Dr. Mark Perloe: “Certainly saving the time of not having to schedule cases in a hospital, perform H&P’s, and wait for your room to be ready in the OR is going to be a major time and money saving for us.”

Dr. Mark Surrey: “It will, and I think technically down the line it will evolve into a larger diameter piece of equipment perhaps containing an operating channel where right now the diagnostic nature of the procedure might be expanded into some therapeutic applications.”

Dr. Mark Perloe: “We’re at the annual meeting of the American Association of Gynecologic Laparoscopy and recent press reports have brought to fore a tragic accident that involved the use of some new technology. I’m wondering if you can speak to the fact that we do have all this new technology, and it’s hard for the practicing physician to adapt this and take steps to adapt it in their practices. Could you speak to physicians how we can make sure that when the new technology is out there, we’re taking the appropriate steps to provide for the safety of our patients?”

Dr. Mark Surrey: “It’s a continual problem that in this country is monitored on a local basis, meaning your local hospital establishes criteria and standard of care from the perspective of who is allowed to do a new procedure. This includes what training an individual surgeon has before he or she can do a new procedure, and what type of proctoring he or she needs before doing a new procedure. As a medical community, I think, we simply have to recognize the fact that the operating surgeon or the attending physician is, in fact, responsible for the health and the safety of his or her patient and must use the best judgement they have in providing for this. We can only, I think, on a national level continue to do as we have intended to do at this meeting which is attempt to bring to the forefront and to physicians new equipment, new instrumentation, as well as attempt to provide venues for training and utilization of this new equipment. As to how the individual surgeon or the individual hospitals sees fit to regulate the utilization of new equipment is something that is usually regulated on a local level.”
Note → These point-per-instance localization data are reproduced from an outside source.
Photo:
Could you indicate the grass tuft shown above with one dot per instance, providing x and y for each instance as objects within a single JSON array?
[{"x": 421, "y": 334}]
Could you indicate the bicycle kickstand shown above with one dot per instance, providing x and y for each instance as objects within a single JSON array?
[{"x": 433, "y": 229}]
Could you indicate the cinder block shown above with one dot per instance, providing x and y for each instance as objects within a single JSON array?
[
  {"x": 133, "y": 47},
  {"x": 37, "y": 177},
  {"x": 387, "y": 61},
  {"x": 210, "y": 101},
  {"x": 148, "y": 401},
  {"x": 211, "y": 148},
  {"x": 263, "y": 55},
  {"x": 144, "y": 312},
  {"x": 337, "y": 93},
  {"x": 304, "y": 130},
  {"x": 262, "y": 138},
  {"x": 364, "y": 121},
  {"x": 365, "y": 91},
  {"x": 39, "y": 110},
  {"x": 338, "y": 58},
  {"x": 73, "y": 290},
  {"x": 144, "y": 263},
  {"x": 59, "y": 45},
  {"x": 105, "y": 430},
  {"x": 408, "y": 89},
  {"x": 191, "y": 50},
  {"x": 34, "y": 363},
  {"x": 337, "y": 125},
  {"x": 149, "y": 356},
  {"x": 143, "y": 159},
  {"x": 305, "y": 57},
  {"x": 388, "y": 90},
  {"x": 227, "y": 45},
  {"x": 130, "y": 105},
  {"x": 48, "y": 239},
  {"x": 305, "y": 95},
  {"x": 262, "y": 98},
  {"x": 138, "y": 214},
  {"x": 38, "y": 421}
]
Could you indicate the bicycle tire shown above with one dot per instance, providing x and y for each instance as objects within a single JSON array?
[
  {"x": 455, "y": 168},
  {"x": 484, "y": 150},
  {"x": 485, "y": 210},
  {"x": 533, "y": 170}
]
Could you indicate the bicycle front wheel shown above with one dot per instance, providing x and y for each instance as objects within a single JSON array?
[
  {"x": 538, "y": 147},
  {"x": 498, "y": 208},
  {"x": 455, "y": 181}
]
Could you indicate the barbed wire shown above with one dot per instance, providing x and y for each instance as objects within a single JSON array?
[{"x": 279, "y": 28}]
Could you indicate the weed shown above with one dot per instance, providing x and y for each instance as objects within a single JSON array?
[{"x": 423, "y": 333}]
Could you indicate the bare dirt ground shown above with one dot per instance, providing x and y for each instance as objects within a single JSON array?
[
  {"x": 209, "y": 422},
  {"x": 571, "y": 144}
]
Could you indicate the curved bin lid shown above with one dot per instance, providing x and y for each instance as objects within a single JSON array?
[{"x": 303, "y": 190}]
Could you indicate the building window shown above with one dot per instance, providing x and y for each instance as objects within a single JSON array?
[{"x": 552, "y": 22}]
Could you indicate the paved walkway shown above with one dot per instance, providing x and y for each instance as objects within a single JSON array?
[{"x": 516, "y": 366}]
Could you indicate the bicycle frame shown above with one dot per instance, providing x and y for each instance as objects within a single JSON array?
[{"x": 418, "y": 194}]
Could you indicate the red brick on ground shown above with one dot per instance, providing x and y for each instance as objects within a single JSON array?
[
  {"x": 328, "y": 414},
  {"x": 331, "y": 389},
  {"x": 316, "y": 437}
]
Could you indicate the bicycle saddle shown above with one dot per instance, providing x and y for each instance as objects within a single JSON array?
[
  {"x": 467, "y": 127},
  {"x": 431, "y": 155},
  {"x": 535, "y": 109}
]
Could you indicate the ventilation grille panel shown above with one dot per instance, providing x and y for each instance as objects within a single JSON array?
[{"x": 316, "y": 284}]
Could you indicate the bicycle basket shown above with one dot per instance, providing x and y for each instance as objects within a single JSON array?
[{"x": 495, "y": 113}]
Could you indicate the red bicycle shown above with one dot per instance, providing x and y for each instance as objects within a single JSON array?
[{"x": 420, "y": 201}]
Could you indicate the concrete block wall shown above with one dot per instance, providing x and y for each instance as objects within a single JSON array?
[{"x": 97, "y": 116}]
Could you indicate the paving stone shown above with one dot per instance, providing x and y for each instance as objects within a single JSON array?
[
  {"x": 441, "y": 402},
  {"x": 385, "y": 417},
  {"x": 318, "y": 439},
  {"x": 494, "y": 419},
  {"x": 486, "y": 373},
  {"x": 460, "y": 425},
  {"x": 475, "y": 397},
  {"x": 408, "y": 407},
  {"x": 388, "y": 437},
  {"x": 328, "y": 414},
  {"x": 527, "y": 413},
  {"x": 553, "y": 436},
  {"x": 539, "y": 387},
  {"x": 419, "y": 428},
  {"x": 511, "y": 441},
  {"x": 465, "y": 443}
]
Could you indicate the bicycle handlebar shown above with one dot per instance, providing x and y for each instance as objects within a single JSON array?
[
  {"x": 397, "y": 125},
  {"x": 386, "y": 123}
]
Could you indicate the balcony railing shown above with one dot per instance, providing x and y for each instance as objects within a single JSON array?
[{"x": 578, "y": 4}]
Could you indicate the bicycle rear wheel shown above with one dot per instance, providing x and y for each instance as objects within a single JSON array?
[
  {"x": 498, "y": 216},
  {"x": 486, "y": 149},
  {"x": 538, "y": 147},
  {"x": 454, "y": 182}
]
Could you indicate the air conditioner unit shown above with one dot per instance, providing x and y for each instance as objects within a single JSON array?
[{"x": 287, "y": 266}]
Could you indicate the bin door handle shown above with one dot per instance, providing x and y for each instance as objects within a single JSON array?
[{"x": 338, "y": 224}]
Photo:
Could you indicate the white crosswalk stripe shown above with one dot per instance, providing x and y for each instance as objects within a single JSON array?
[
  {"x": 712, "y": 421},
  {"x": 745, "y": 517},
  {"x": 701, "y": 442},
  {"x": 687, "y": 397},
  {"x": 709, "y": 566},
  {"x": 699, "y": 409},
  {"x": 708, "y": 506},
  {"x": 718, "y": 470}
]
Dr. Mark Perloe: “The media reports would have the public believe that the physician’s education is coming primarily from equipment representatives. Do you see this as the case?”

Dr. Mark Surrey: “I don’t know the details of this particular instance that has apparently brought this to one’s attention but I think, in general, that’s not the case. I think that instrument company representatives are clearly meant to be salespeople, and that’s what they should remain.”